A4. Final paper. On the last day of class you should present me with a synthesized version of these three papers and plan to present it briefly in class. Suppose, for example, you selected gun control for your case study and implementation for your concept; you are going to need some kind of data from someplace. The synthetic paper, therefore, should be "Implementing Gun Control Policies." If your concept paper was on evaluation and your case study was on school choice, for example, then the synthetic paper would be on "Evaluation and School Choice." Through the miracle of word processors, it should be unnecessary to start from scratch on this final paper, but you will need to integrate your previous papers into a coherent whole and rethink them.  It is not assumed that you have any original data or secondary data for this paper; it is assumed that you have thought about this, though, in A3. This is worth 25 percent of the course grade, and therefore all of assignment A is worth 40 percent of the course grade.

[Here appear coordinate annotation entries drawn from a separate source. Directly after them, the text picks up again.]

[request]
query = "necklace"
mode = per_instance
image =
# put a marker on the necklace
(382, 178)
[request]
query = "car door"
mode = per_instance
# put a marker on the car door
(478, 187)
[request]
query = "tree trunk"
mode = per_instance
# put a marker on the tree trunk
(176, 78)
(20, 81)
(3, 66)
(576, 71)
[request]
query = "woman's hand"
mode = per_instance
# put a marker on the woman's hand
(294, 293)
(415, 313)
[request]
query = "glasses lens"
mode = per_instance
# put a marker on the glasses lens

Obviously, I will be more impressed by the final grade of A4 than on any of the components of A1‑3.

 

B. Rapporteur assignment. Each student will serve as a rapporteur for one class session. She or he should review in a 15 minute oral presentation (absolutely no more, and I am a ruthless timekeeper) the major issues raised by the literature, and share with the class a 4‑5 page written synopsis of the presentation. Do not write the paper, though, simply as a summary of A, then B. then C. Integrate them into a perspective. Each rapporteur should review the presentation with the instructor during his regular office hours before the class time. Three things you should include in your discussion are (1) a leading Supreme Court case in this area; (2) one major federal regulation in this area (this does not mean that you should just say "the federal government has regulated dangerous toys." It means "Federal regulations of this date said that…") and (3) a description of a major statute by congress in this area (this needs to be specified ‑‑ not just "Congress in 1988 decided to..." This should say "HR135 in 1988 did this...") Also include (4) a brief list of standard data sources (census materials, NES codebook, court case data base, etc.) which will be relevant here.  Xerox the first page each of a regulation, a court case, and a statute for your rapporteur assignment. This is worth 20 percent of the course grade. 

 

C. Final. You may elect to take either an oral or a written final exam. The written final will contain 3‑5 questions, and you will have some choice among them. You may take it over a 24 hour period, using any materials you desire. The oral exam will be about 30 minutes. These should be taken during the final exam period at a mutually agreeable time, provided that you give me three working days before grades are due. This is worth 30 percent of your grade.

 

D.  American government: the basics.  We need to master the basics of American government, too, for this class.  You should read along each week with the relevant topic in any standard American government text.  As a part of the final, and we’ll discuss this later, you’ll need to pass a basic American government test on the constitution, federalism, and institutions.  This is worth 10% of the course grade. 

 

Books to Buy. You should procure a copy of each of these books:

 

Anne L. Schneider and Helen Ingram, Policy Design for Democracy

Frank Baumgartner and Beth Leech, Basic Interests

Kenneth Shepsle and Mark S. Bonchek, Analyzing Politics

Paul Sabatier, ed., Theories of the Policy Process

Arthur Okun, Equality and Efficiency

David Mayhew, Congress: The Electoral Connection

George Edwards, et al., Government in America, 10th ed.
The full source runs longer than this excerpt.